The eyebrows shot up. Was I serious? Who was it that had talked with me? Not his men, or he’d remember. I explained about the state detectives and all that had passed between us. Wasn’t I now perhaps one of those townspeople who could not, “in decency,” be questioned further? Again he shook his head, smiling this time. The state police, he said, since I had no record, would have lost interest when they’d seen the car and the doctor and got a lab report on my coat. He hoped I had not dwelt morbidly on this thing. I said that, other than at first and at some moments later, I had not. His handshake, when after a few more questions I thanked him and left, was warm and reassuring.
From the wet porch I saw that my wife had driven up and was waiting, windshield wipers clicking. She moved over as I slid in behind the wheel. “Find out anything helpful?’ she asked. I said I’d tell her all about it later. Would she mind right now our driving down for one more look at the old Atherton place? Not really, she said. “Tonight, I somehow thought you’d want to.”

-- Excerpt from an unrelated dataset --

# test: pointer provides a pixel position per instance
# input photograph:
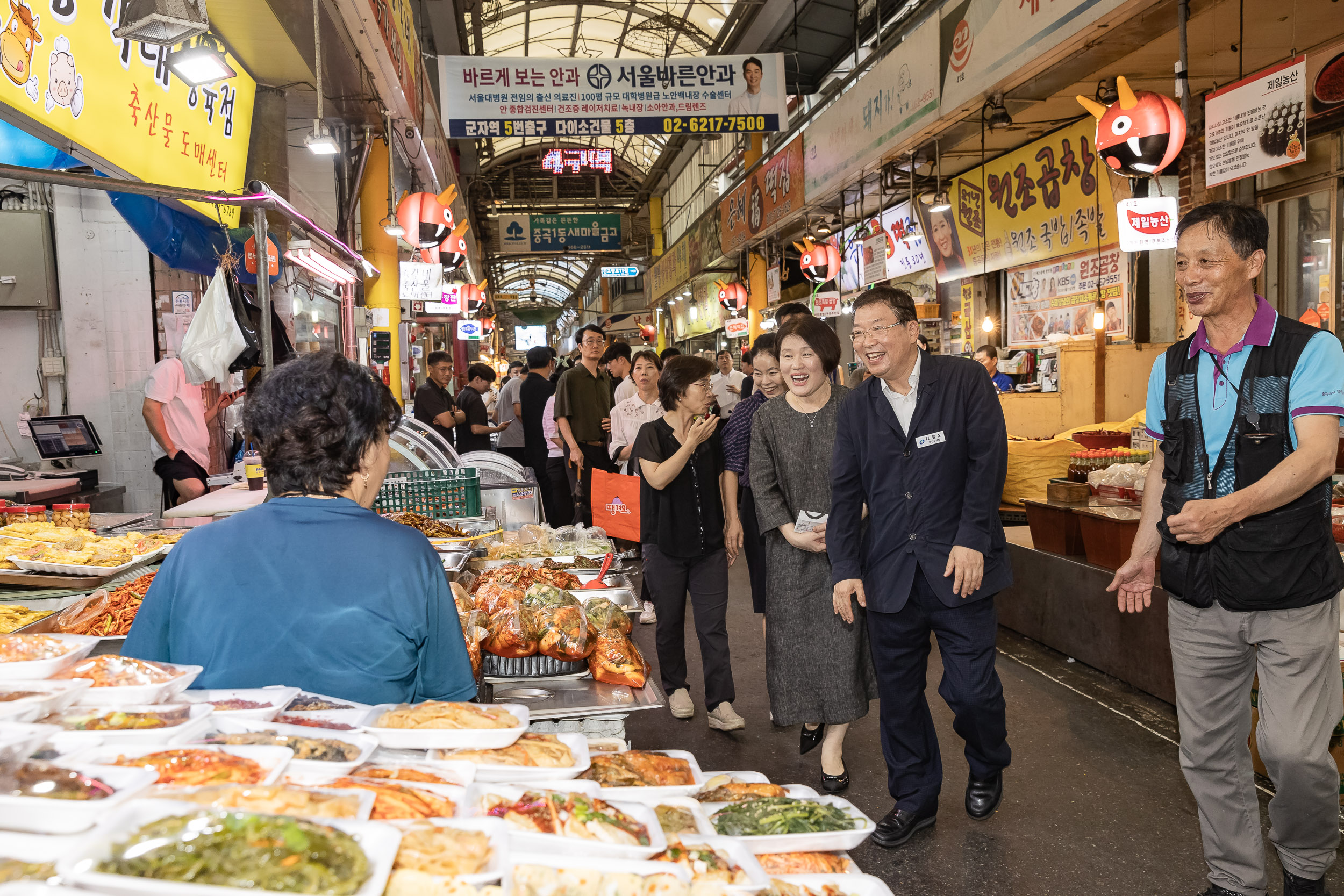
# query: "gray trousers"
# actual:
(1216, 655)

The bell high in Abbot Hall’s rain-shrouded tower had pealed a muffled six as we rounded the rise on Sewell Street and stopped, motor idling, at 57. There it was, crowded close to the narrow sidewalk by the steep slope at the back. I looked at my watch in the dashboard light; right about now, the murderer would have struck. For a long moment I listened, imagining a deathly shriek, a white dog cringing, a long knife falling from-a lifeless hand. All I heard, though, was wind and rain; all I saw was a snug little cottage, apparently untroubled now by the nightmare in its past. With new owners, old clapboards had given way to trim shingles, overgrowth in the yard to tidy shrubs. Lamps glowed at curtained windows.

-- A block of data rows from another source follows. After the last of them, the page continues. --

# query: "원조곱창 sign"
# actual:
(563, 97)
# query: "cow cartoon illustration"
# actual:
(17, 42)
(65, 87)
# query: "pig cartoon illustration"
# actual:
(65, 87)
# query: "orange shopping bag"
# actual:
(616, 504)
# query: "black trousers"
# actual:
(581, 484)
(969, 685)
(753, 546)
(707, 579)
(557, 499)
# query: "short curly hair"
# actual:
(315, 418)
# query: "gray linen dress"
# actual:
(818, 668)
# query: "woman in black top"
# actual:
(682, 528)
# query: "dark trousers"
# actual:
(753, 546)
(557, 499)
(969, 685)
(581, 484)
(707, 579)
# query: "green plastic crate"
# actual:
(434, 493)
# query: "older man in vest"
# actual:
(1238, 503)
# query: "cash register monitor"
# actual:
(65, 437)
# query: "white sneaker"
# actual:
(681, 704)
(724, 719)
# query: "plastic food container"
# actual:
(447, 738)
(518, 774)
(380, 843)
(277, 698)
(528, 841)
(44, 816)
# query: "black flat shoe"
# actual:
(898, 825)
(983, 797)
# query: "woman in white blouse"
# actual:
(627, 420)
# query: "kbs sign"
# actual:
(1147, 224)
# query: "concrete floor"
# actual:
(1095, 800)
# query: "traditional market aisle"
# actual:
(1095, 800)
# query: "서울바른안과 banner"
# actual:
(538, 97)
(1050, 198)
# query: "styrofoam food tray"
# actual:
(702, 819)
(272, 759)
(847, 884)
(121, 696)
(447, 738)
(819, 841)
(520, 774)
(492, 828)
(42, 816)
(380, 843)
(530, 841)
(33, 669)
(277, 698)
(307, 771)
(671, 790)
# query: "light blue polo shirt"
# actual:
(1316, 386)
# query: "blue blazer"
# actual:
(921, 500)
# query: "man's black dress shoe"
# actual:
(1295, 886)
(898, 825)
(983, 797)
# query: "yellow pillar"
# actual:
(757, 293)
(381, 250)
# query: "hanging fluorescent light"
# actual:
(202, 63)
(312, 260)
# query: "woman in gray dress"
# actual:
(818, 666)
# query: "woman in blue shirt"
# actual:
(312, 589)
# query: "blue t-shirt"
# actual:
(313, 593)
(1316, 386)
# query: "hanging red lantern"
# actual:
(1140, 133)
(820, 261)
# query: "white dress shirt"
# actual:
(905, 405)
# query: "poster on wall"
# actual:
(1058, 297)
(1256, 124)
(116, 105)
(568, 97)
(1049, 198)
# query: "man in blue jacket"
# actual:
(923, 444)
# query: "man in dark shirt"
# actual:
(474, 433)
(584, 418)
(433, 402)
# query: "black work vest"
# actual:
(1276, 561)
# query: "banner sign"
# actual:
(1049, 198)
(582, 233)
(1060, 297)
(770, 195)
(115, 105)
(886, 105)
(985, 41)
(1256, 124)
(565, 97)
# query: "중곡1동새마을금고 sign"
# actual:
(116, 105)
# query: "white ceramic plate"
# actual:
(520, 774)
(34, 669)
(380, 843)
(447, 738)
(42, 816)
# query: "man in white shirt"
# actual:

Few people can be left in Marblehead who think much about Beryl Atherton anymore. Time has claimed many of the suspects, Inspector Rodgers told me – though with no deathbed confessions, despite watchers who sometimes strained to catch a final whisper of the ghastly truth. Only a small remnant of us would still be here whose lives once fell under the darkness of suspicion. In April of last year, time also claimed the good Clem Rodgers, who surely knew more about the killing than any other person alive, except perhaps that one whose guilt has cast so long a shadow. Yet when November brings the first cold breath of winter, and newspapers once again recount the deepening mystery, old-time ‘Headers, brows knit like the conscience of the town, allow as how someone among them could tell a heap about the murder had he or she a mind to. They say, too, police keep watch against a killer’s revisit to the scene.
I was startled by my wife’s hand upon my arm. “Could we go home now?’ she asked.
“Yes,” I said. But I looked back through the slanting downpour as we inched on up the hill. After so many years, I still did not feel certain that a car of mine could stop there unobserved.